Robert Wood Johnson Foundation. Issue Brief: Why Does Education Matter So Much to Health? March 2013. Available at: https://www.rwjf.org/content/dam/farm/reports/issue_briefs/2012/rwjf403347. 

Discussion Points from the Reading

  1. Education influences health in many ways. It leads to better jobs, higher income and reduced risk of illness.
  2. College graduates live on average five years longer than individuals who have not finished high school. Better-educated individuals are less likely to have chronic diseases and have more positive health behaviors. They also have access to healthier foods and safer homes.
  3. College graduates earn nearly twice as much as high school graduates over the course of a lifetime.
  4. Education has intergenerational effects, with infant mortality rates of women who never graduated from high school (8.1%) being nearly double that of women with college degrees (4.2%). Furthermore, only 13.3% of children whose parents do not have at least a college degree earn a bachelor’s degree, compared with nearly half of those whose parents are college graduates.
  5. Current education trends pose a threat to the health of future Americans: nearly 46% of adults 25 and older have either not completed or pursued education beyond high school and 30% of high school freshman fail to graduate within four years.

Additional Readings

Ng SL, Lingard L, Hibbert K, et al. Supporting children with disabilities at school: implications for the advocate role in professional practice and education. Disabil Rehabil 2015;37(24):2282-90.

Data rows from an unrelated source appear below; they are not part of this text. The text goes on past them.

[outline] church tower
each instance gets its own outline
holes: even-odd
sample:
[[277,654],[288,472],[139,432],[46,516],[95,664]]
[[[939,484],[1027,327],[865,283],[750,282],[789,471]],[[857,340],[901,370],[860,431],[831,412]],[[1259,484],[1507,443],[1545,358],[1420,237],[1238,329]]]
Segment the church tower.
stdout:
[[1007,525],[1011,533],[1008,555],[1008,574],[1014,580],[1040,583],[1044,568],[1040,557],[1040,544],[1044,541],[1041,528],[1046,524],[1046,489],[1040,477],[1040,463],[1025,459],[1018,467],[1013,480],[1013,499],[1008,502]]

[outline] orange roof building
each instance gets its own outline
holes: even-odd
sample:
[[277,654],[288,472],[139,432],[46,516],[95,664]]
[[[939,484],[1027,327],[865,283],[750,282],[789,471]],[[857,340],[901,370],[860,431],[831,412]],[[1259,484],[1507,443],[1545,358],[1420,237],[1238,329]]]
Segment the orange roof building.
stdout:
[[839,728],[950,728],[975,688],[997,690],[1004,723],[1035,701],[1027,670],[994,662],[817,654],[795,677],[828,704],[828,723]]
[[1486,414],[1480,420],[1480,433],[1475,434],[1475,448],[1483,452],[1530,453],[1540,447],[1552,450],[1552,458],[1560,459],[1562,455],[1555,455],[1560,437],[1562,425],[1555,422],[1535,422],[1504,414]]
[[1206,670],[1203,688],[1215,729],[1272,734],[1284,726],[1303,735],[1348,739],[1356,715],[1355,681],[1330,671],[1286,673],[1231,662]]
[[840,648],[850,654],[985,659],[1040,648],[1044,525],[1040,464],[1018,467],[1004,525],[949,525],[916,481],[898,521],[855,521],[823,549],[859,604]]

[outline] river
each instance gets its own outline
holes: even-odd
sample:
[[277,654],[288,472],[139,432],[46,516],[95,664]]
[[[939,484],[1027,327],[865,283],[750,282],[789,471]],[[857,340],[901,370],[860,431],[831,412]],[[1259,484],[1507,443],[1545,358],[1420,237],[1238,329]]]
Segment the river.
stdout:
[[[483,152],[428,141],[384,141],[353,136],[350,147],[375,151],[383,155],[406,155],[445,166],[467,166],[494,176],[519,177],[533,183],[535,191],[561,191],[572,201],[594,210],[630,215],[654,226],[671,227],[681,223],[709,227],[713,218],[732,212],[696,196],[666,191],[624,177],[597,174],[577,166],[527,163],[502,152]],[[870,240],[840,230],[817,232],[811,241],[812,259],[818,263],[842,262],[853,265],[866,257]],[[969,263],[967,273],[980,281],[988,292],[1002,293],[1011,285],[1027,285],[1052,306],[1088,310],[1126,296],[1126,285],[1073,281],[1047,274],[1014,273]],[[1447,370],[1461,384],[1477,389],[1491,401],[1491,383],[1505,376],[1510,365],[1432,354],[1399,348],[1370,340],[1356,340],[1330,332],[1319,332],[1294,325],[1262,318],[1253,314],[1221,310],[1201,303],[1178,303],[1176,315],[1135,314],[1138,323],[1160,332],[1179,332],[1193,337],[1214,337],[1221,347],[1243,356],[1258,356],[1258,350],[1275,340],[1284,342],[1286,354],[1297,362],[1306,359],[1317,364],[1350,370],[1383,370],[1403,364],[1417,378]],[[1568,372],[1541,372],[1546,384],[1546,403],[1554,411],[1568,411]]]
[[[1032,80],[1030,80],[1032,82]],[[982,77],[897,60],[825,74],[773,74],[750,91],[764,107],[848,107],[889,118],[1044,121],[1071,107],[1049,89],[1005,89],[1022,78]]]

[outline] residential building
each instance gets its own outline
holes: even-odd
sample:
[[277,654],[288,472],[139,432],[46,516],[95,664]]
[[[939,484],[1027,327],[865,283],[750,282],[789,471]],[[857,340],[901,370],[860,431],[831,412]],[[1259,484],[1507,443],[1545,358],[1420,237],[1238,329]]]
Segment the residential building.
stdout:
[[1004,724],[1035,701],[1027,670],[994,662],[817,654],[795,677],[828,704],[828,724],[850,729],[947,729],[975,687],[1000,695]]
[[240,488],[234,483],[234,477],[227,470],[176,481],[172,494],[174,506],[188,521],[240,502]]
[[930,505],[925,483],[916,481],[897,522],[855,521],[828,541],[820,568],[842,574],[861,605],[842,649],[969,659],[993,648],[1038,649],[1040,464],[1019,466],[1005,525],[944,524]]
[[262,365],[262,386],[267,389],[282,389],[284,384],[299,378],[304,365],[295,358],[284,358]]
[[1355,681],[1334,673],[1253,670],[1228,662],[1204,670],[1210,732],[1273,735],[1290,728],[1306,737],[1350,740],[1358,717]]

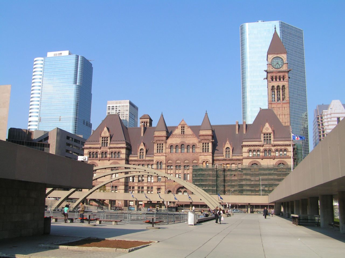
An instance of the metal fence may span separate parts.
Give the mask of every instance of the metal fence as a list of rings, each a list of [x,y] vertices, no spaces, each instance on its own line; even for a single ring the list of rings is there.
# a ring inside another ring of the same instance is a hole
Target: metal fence
[[[45,212],[45,216],[62,218],[63,215],[61,214],[62,212],[62,210],[47,211]],[[88,214],[92,214],[94,218],[102,219],[119,220],[122,221],[121,223],[124,224],[141,223],[144,221],[147,220],[148,218],[151,218],[152,217],[155,217],[157,221],[162,221],[162,222],[161,223],[161,224],[172,224],[187,221],[187,213],[178,212],[147,212],[129,211],[88,211],[84,214],[84,216],[87,215]],[[73,218],[75,219],[79,219],[79,212],[71,211],[68,212],[68,217]]]

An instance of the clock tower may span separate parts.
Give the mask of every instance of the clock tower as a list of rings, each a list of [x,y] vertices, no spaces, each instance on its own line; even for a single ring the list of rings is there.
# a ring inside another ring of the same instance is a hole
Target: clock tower
[[[274,111],[284,126],[290,125],[289,72],[286,50],[275,27],[267,52],[267,89],[268,108]]]

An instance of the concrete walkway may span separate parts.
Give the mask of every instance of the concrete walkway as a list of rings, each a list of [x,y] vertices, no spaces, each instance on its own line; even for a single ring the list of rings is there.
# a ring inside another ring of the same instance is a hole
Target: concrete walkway
[[[214,221],[195,226],[180,223],[162,225],[161,229],[155,230],[146,229],[144,224],[85,227],[78,223],[53,223],[50,235],[0,241],[0,257],[14,257],[16,254],[19,258],[343,258],[345,254],[345,235],[338,230],[296,226],[279,216],[265,219],[260,214],[237,214],[225,218],[221,225],[216,224]],[[159,243],[128,254],[47,249],[38,246],[88,236]]]

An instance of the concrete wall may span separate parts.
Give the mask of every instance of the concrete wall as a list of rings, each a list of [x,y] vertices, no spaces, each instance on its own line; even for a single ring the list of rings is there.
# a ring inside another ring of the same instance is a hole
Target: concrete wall
[[[6,140],[11,96],[10,85],[0,85],[0,140]]]
[[[43,234],[46,185],[0,180],[0,239]]]

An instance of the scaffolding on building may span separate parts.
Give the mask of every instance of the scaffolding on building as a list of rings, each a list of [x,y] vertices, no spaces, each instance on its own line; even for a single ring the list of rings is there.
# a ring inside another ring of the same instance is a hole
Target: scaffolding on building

https://www.ncbi.nlm.nih.gov/pmc/articles/PMC4673542/Zimmermann EB, Woolf SH, Haley A. Understanding the Relationship Between Education and Health. AHRQ 2015. Available at: https://www.ahrq.gov/professionals/education/curriculum-tools/population-health/zimmerman.html. 

Hahn RA & Truman BI. Education Improves Public Health and Promotes Equity. Int J Health Serv 2014;45(4):657-78.